Monday, August 07, 2006

Terrain Association

Mostly Cajun says, in comments:
I used to pride myself in army land-nav, when I could locate myself within a hundred meters on a paper map by looking at landmarks. The GPS makes that obsolete for the most part.
Me too.

I know the Cajun used to be a tanker. When we were younger soldiers, either at Disney Barracks, on in the 4th Brigade, they taught us land nav. They'd take you out in the woods and instruct you on a map and compass, then turn you loose in the woods to maneuver through a predetermined map course. When it came time to use those skills in a tank, you quickly learned that the compass was worthless. It is a magnetic device and a tanker, by definition is surrounded by 53 tons of steel. Even at night, when you'd laager the tanks for chow and fuel, the leadership might walk out a hundred meters or so and look at a map while sitting under a tree. With five tanks arrayed in a semicircle, there is a half million pounds of ferrous metal. That much steel will skew the compass reading. For tankers, compasses are worthless.

What we learned to do was read a map on the move, by associating known points on the ground. A stream crossing, a road intersection, a particular mountaintop. With those things in mind it is easy to associate your location with a spot on the map. It didn't have to be precise, because we were tankers, By God, and if we were within a hundred meters of a spot, we owned it. Let the infantry worry about 8 digit grid coordinates, we were Armor, and compasses were for people with three mile per hour minds.
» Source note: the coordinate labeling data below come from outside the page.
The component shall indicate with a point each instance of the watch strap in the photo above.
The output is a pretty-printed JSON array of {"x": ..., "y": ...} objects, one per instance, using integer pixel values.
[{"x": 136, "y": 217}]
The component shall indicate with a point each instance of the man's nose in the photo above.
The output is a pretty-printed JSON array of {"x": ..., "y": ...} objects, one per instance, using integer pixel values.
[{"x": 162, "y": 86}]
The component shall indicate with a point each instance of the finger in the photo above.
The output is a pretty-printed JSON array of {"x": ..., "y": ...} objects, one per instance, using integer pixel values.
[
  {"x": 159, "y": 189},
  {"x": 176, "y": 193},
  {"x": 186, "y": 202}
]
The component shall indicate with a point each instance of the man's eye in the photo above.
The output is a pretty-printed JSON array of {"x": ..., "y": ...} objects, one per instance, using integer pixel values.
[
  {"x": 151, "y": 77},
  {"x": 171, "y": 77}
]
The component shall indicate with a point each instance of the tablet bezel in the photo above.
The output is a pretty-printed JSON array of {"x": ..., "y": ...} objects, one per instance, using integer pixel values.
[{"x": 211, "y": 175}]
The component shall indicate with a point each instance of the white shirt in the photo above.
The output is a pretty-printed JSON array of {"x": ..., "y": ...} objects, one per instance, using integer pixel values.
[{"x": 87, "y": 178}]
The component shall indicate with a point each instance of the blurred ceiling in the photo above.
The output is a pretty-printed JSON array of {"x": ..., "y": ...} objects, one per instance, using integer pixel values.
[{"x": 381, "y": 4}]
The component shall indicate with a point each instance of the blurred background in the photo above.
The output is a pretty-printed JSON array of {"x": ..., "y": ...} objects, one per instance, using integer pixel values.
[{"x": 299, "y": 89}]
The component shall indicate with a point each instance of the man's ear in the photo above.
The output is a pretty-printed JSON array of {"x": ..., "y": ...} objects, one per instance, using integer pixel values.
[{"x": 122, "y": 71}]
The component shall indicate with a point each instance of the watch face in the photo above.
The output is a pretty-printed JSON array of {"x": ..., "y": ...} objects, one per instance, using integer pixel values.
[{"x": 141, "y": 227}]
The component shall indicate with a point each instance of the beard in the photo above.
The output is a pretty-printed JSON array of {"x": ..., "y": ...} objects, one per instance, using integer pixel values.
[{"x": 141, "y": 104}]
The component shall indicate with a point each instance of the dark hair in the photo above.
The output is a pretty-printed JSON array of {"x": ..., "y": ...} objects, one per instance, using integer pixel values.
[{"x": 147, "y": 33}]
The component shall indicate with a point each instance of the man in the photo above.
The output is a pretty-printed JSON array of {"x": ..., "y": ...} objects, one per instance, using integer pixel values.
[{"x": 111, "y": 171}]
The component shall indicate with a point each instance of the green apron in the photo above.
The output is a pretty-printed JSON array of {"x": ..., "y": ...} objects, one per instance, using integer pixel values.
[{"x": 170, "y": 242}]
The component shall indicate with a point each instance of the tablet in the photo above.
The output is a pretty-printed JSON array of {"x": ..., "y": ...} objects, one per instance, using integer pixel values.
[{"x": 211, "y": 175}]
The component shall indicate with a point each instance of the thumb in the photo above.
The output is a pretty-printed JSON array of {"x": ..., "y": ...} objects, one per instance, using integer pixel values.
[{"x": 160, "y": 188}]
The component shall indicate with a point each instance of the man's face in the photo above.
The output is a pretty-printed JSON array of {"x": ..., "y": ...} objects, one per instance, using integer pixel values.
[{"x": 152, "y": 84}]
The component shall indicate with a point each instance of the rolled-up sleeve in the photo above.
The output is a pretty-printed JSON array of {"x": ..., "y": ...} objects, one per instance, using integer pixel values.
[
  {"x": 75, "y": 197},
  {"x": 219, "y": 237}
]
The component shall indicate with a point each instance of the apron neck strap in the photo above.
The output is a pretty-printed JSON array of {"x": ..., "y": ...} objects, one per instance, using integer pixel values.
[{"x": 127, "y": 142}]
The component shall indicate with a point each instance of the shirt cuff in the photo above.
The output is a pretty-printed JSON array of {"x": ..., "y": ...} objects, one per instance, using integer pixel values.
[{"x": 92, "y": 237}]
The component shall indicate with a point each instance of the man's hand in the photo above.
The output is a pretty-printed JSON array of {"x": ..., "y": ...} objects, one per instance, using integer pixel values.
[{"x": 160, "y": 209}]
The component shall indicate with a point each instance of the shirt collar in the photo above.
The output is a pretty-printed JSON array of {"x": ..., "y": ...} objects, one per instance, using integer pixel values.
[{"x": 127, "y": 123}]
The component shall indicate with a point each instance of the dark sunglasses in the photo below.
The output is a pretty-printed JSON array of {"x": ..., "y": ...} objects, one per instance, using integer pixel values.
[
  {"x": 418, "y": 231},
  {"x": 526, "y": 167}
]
During my last tour before retirement, I was assigned to a NG Armor batallion (1/156, LANG). We assigned assembly points to the companies and while visiting a company I noticed that the commander had changed the location of his assembly point by about 1500 meters. A commander has perogatives that he should discuss with his higher commander, and it wasn't any of my business, so I made a mark on my map and said nothing. Later I heard a radio message from our evaluators to our commander. The colonel said that I should answer the message, so I picked up the mike and gave the evaluator a coodinate to our location. When I dropped the mike, the Commander told me that I was screwed up, that I had given the wrong coordinate.

I replied, "No, sir. We are at that grid. The company commander changed his assembly area."

The boss swiveled on the young captain. "Is that so?"

"Yessir. The major gave the correct coordinates."

At that point, I had not picked up a compass in the field for ... oh... eighteen years. Terrain association had served me well and continues to serve me well. I can read a map with the best of them.

Having said all that, this little GPS is a darlin. I can see that it will become real useful.